Günübirlik geziler (Jesuitenkirche)

1 Kasım resmi tatilinden de faydalanıp çevreyi gezeyim dedim. Google’da Mannheim’da görülebilecek yerleri arattım ve ilk sırada Jesuitenkirche çıktı. Sokakların arasında kalıyor olması biraz rahatsız ettiyse de gidip görmeye karar verdim. İstasyona oldukça yakın sayılır, yürüme onbeş dakika filan sürdü. Vardığım zaman gerçekten de fotoğraf çekebilmek için pek bir açıklık olmadığını gördüm.

Jesuitenkirche

Fotoğrafı çektiğim yeşilliğin hemen arkamda kalan tarafında da Schiller’in bir heykeli bulunmakta.

Friedrich Schiller

Kiliseye vardığımda içeri fotoğraf makinesiyle paldır küldür dalmadan önce kapıda asılı olan ayin takvimini kontrol ettim. Normalde ayinler sırasında fotoğraf ve film çekmek yasaktır ama ayine katılmak serbest. Ben geldikten kısa süre sonra kapıya dilencilerin de gelmesiyle ayinin fazla sürmeyeceğini düşünüp kapıda beklemeye başladım. Tabii ki profesyönel dilenciler önce para istemeye başladılar ve sonra da fotoğraflarını çekmemi istediler ama ikisine de hayır dedim.

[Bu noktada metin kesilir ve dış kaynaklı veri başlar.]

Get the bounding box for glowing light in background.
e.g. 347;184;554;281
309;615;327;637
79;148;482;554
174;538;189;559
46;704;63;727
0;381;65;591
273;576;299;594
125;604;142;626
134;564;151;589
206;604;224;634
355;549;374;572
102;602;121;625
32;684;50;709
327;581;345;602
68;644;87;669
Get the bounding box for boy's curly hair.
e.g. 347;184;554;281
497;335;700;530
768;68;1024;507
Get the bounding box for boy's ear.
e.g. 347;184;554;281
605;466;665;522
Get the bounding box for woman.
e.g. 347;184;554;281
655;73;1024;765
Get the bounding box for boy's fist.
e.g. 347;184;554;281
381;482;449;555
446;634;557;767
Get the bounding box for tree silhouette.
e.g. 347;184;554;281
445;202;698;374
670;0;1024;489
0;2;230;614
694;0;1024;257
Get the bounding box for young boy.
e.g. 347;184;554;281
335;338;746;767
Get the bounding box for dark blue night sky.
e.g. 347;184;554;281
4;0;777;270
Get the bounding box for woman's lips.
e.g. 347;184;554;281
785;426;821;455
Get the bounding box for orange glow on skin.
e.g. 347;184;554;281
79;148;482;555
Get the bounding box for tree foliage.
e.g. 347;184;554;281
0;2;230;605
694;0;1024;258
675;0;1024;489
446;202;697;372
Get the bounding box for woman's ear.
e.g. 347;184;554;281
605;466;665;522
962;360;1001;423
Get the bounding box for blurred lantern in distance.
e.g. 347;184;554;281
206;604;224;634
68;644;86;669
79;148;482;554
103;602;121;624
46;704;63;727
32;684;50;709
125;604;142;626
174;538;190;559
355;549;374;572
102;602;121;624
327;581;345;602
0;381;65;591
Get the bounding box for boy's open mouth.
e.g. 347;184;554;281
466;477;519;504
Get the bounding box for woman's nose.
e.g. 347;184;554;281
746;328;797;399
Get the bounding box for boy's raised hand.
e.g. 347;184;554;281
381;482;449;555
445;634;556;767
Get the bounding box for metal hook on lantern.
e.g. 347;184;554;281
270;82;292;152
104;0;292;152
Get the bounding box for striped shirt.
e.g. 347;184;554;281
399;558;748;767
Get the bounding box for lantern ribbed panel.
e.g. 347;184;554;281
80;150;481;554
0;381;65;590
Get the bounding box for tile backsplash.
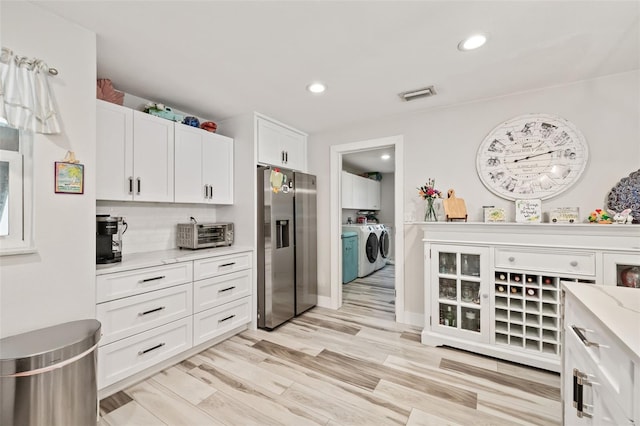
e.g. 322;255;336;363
96;201;216;254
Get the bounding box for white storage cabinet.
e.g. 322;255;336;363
562;284;640;426
174;123;233;204
96;250;253;390
193;253;253;345
422;222;640;372
255;115;307;171
96;100;174;202
341;171;380;210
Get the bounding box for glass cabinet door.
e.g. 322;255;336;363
431;245;489;340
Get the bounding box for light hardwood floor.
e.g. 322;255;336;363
100;267;561;426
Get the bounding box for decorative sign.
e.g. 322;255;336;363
55;161;84;194
549;207;580;223
483;207;507;222
516;200;542;223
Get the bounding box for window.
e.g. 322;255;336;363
0;124;35;255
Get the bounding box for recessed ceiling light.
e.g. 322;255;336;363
458;34;487;51
307;81;327;93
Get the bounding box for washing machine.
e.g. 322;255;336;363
342;225;380;277
375;225;391;271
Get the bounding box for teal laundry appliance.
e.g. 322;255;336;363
342;232;358;284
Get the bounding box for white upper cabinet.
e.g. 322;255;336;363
364;178;380;210
256;116;307;171
132;111;174;201
96;100;174;205
174;123;233;204
342;171;380;210
342;170;356;209
96;100;133;201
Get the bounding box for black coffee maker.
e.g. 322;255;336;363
96;214;127;264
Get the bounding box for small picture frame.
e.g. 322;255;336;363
54;161;84;194
516;199;542;223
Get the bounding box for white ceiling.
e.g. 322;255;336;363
34;0;640;138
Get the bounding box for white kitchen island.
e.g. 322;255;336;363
562;283;640;425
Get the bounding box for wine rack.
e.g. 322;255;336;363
493;270;595;356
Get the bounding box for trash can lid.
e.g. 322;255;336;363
342;232;358;238
0;319;101;376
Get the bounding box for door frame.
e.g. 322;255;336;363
330;135;404;323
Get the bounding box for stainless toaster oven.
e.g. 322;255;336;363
178;223;233;249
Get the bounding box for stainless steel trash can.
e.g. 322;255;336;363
0;319;100;426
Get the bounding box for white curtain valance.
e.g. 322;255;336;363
0;47;60;134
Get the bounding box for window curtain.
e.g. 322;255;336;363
0;47;60;134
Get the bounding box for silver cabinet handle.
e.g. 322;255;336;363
138;306;167;317
571;325;600;347
573;368;592;418
138;342;166;355
139;275;166;283
218;315;235;323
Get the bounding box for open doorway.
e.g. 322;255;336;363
340;145;395;321
331;136;404;322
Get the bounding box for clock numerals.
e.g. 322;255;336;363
476;114;588;200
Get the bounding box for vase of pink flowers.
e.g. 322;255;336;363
418;179;442;222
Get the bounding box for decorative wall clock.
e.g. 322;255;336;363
476;114;589;200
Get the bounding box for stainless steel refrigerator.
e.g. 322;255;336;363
257;166;318;329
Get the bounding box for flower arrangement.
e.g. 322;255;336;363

Kilisenin temeli Karl Philipp zamanıdna atılmış
İnşaat Karl Theodor zamanında bitirilmiş
Kapınınğzerindeki figürler

Cizvitler tarafından kurulan bu kilise güneybatı Almanya’nın en önemli barok kiliselerinden biridir. Ayin bitip de içeri girdiğimde görüntü çok etkileyiciydi. Çok büyük bir kilise değildi ama çok renkli ve pencereler ve lambaların başarılı kullanımı sayesinde oldukça aydınlıktı.

Şimdi içeriden görüntülerle sizi biraz başbaşa bırakayım:

tepelerdeki işlemesiz pencerelerden epey ışık geliyor
Kilisenin duvarları bu tür tablolarla doluydu
ve tabii ki kilisenin olmazsa olmazı: Org

Dönüş yolunda barok sarayın önünden geçtim ama bakımda olduğundan açık değildi. İlkbaharda yeniden açılacakmış. O zaman orayı da gezeceğim.

Sağa ve sola doğru on yirmi kere daha bu büyüklükte bir yapı düşünün.

İstasyon’a döndükten sonra Mannheim’daki ikinci büyük kiliseyi internette tekrar aradım ama iki gün önce bulduğum, hatta daha önce bahçe kısmını gezdiğim bu kiliseyi bu sefer bulamadım. Bunun üzerine trene atlayıp bir sonraki hedefe doğru yola çıktım. Onu da başka bir yazıda anlatırım.